I ordered a new MacBook Pro last Friday, which was, in itself, the culmination of many, many months of dreaming and scheming. Ordinarily, I would spend a couple paragraphs rhapsodizing about what I love about Apple computers: You know, why their Operating System is the best I've ever seen; how unbelievably great their quality is; how the MacBook Pro is, in my opinion, the gold standard for laptops; how I've wanted one for years; yada, yada, yada.
And mind you, I still may, if enough interest is shown. but I'm not here this morning to proselytize. I'm here to share some Genuinely Useful Information.
My job this week has been to monitor FedEx's overseas flights. In between this, I've managed to find time to cover events that resulted in three top-of-page-one stories for the paper I work for, so don't think I've been slacking off. But largely, my hourly routine has consisted of:
1. Check FedEx package tracking website.
2. Check actual location of FedEx cargo flights between Shanghai, Anchorage and/or Memphis.
3. Recheck FedEx package tracking website.
4. Perform the necessary time zone calculations.
5. Sigh in disappointment.
6. Go do something else to take my mind off the fact that my computer still hasn't left China.
7. Repeat.
With that kind of experience under my belt, I am proud to offer you, the reader, the benefit of what I've learned this week. To wit:
1. Shanghai, CN is not in Connecticut — I actually knew this one already, but a surprising amount of people don't. In fact, there's a blog dating back to January 2006 that includes dozens upon dozens of comments from otherwise intelligent and well-read people who were of the opinion that the CN abbreviation stood for Connecticut. In fact, a friend of mine who helped me unlock the intricacies of the FedEx delivery system initially made this same mistake himself, even though he'd had the same model computer ship from the same place three years earlier. Sadly, CN actually means China, or I would have had it by now.
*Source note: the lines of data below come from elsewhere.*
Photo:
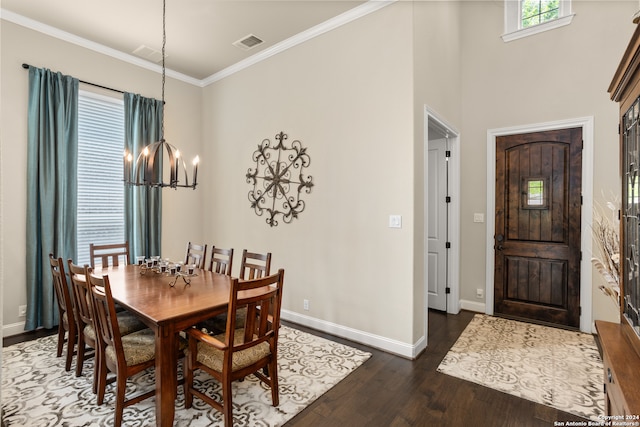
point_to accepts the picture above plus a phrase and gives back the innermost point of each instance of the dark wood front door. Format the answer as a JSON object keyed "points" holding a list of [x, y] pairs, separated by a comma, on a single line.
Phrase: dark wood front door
{"points": [[537, 236]]}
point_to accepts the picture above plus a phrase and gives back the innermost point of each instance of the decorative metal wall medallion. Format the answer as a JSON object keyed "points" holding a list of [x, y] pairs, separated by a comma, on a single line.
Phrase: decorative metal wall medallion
{"points": [[278, 180]]}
2. Shanghai's airport is so far from the actual city they had to build a land rocket to take people there — To pass the the time, I decided the least I could do was learn a few things about the city where my computer had been born, so I did what any college-educated American would do: I read Wikipedia entries and watched YouTube videos. My favorite of the latter sort is a promotional video of the Pudong International Airport's high-speed maglev train. Basically, this is like the monorail that takes you to the Magic Kingdom at Walt Disney World, only it uses magnetic suspension instead of pneumatic tires, and goes 267 miles per hour instead of 30. My favorite part of the video is the train station segments. Apparently, it's someone's job to stand at attention and salute the train as it leaves and arrives.
3. The FAA prefix code for Anchorage airport is amusingly close to the word "Panic" — One of the first things I learned during this interminable wait is that a great circle route between the FedEx hubs in Shanghai and Memphis bisects Anchorage, Alaska almost exactly. Not surprisingly, a lot of cargo planes go through that airport every day. The second thing I learned was that four-letter code identifying the Ted Stevens International Airport is PANC, which I will forever read now as "panic." I'm not sure that you want people planning to fly to your city to think of the word "panic" in any context, but as long as I don't actually have to fly there myself, I don't have a problem with it.
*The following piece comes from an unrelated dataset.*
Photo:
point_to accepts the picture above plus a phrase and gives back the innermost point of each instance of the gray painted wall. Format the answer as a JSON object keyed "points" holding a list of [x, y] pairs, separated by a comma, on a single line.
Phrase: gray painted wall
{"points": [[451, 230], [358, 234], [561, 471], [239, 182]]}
4. FedEx has black hole generators or transporters mounted on all of its aircraft — This is the only explanation for the fact that on at least one occasion, a package arrived 12 hours before it left. Even accounting for the International Date Line, I couldn't reconcile some of the time changes that my poor MacBook has gone through on its journey to me without invoking theoretical physics. I once got a ground crew "In Transit" scan on my package when I know the flight it was supposed to be on was 25,000 feet above the Bering Sea. So the only thing I could come up with was black hole-powered time field generators, or in-flight transporter booths. Of course, it could also be linked to the next, more mundane, explanation (see below).
5. In FedEx speak, "In Transit" doesn't mean it's actually moving — I used to think that "In Transit" meant "in a truck" or "on a plane." No, no. "In Transit," in FedEx parlance, apparently means "between stages." This is the only reason that a package "in transit" would take a full day to go from "arrived at FedEx facility," to "in transit," to "departed FedEx facility." Foreknowledge of this could spare the reader the experience of having his hopes of early delivery crushed like an empty beer can under a biker's boot ("What do you mean 'it just left?' The web site has had it in transit for two days.")
6. FedEx likes their packages to soak up the local atmosphere before sending them on their way — This is the only explanation for the fact that my precious MacBook Pro sat around the Shanghai airport doing nothing for two days, and the Anchorage airport for one day. And don't tell me things like "they're probably very busy," and "your package isn't the only one they have to deliver," or "If you wanted it faster, why didn't you pony up the extra $15 for priority shipping?"
7. I'm lousy at waiting — But you probably caught that by now.